Bland grunted and straddled out over the edge of the cockpit, keeping an eye slanted toward the brush fringe. What Johnny did not know about motors would at any other time have stirred him to acrimonious eloquence. Just now, however, a deeper problem filled his mind. Could he locate the fault and correct it before that brush-fringe belched forth painted warriors bent on massacre? He pushed up his goggles and stepped forward to the motor.

"I put in new spark plugs just the other day," Johnny volunteered helpfully. "Maybe a connection worked loose—or something." He got up on the side opposite Bland, meaning to help, but Bland would have none of his assistance.

"Say, f'r cat's sake, keep a watch out for Injuns and leave me alone! I can locate the trouble all right, if I don't have to hang on to my skelp with both hands. You got a gun?"

"Yeah. Back in Tucson I have," Johnny suppressed a grin. Bland's ignorance, his childlike helplessness away from a town tickled him. "But that's all right, Bland. We'll make 'em think we're gods or something. They might make you a chief, Bland—if they don't take a notion to offer you up as a burnt offering to some other god that's got it in for yuh."

Bland, testing the spark plugs hastily, one after the other, dropped the screwdriver. "Aw, f'r cat's sake, lay off that stuff," he remonstrated nervously. "Fat chance we got of godding over Injuns this close to a town! They're wise to white men. Quit your kiddin', bo, and keep a watch out." And he added glumly, "Spark plugs is O.K. Maybe it's the timer. I'll have to trace it up. Quit turning your back on that brush! You want us both to git killed? Hand me out that small wrench."

"Say, I know what ailed them squaws, Bland. Gods is right. You know what they thought? They took us for their Thunder Bird lighting. I'll bet they're making medicine right now, trying to appease the Bird's wrath. And say, listen here, Bland. If they do come at us, all we've got to do is start up and buzz at 'em. There ain't an Injun on earth could face that."

Bland lifted a pasty face from his work. "Fat chance," he lamented. "You'd oughta brought your gun. Back there at Sinkhole you was damn generous with the artillery—there where you had no use for it.
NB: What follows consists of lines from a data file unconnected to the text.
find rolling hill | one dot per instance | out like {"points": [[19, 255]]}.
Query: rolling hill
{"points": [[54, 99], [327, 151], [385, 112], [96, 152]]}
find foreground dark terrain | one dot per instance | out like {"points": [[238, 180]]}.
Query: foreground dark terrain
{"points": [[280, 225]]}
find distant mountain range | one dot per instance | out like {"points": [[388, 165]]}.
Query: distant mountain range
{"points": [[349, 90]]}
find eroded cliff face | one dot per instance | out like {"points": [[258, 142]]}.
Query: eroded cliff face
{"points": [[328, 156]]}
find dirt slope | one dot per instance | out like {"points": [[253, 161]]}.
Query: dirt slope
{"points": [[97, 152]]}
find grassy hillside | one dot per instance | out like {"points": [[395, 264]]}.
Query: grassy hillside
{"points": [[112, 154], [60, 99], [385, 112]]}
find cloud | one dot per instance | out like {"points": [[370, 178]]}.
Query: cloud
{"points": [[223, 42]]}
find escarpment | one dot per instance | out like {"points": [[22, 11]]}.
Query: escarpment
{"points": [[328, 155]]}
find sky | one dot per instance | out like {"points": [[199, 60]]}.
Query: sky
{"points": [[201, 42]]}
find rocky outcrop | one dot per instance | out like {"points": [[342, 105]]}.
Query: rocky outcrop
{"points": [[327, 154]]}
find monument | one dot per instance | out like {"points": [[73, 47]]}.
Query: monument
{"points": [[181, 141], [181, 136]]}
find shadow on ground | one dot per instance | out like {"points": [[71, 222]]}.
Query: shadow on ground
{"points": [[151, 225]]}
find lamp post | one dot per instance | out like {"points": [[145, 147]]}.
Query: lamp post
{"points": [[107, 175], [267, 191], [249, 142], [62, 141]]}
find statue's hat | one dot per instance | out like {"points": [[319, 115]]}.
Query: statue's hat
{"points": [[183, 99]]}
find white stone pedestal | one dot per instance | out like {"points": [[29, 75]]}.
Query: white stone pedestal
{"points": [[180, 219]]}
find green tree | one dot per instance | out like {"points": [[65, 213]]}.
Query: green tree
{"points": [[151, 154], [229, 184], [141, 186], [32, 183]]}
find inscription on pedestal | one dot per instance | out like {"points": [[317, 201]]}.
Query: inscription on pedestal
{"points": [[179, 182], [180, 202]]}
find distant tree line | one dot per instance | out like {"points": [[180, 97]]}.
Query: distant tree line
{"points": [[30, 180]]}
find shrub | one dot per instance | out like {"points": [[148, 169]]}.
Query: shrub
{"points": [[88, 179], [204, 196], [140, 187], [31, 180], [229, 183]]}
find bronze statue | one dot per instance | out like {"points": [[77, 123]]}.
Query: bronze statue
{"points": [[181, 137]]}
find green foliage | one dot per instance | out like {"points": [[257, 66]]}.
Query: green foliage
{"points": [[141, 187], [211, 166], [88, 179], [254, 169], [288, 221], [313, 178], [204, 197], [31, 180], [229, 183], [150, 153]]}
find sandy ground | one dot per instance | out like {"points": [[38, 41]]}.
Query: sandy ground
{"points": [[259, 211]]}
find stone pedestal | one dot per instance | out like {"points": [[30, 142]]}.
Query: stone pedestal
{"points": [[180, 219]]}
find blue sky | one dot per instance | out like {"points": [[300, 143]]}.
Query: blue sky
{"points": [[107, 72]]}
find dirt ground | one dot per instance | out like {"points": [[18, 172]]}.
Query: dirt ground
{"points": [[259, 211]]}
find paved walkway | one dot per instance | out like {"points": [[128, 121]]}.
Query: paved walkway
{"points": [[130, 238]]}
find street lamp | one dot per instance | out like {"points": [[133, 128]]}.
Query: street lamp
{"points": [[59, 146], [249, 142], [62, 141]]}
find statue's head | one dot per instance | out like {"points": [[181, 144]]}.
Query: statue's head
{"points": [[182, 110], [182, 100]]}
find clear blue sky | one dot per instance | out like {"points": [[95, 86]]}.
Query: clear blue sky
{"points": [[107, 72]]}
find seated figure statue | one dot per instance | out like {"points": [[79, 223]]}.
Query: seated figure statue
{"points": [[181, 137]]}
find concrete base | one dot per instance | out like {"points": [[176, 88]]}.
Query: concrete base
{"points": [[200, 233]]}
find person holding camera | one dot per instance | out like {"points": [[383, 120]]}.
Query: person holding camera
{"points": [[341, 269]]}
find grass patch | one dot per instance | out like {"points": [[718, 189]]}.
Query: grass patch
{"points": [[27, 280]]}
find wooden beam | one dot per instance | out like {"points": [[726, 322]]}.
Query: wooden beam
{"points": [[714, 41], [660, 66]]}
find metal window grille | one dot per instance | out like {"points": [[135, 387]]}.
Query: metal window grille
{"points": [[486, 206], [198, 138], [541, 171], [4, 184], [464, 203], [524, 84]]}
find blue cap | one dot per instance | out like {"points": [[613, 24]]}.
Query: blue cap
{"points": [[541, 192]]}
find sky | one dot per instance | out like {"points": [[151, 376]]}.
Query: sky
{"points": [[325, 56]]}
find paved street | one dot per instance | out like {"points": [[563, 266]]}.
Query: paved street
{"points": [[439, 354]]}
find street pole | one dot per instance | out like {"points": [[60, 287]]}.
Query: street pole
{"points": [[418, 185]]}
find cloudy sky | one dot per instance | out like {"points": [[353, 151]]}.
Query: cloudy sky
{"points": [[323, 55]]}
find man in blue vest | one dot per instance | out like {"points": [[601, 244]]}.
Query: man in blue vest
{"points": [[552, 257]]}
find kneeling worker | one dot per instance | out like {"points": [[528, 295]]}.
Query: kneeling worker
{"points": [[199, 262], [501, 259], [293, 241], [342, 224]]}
Now you fly into Injun country without so much as a sharp idea. Bo, you give me a pain!"

Johnny spied an Indian peering fearfully out from the branches of a willow. He ducked behind the motor and hissed the news to Bland. Bland nearly fell from his perch.

"Gawd!" he gasped, clinging to a strut while he stared fascinatedly in the direction Johnny had indicated. "Git in, bo, and we'll beat it. She may have power enough to hop us outa this death trap. We can come down somewheres else." He clawed back and climbed in feverishly.

Johnny emitted a convulsive snort. "Death trap" sounded very funny, applied to this particular bit of harmless landscape. Behind him, Bland was imploring him to hurry, and Johnny climbed in.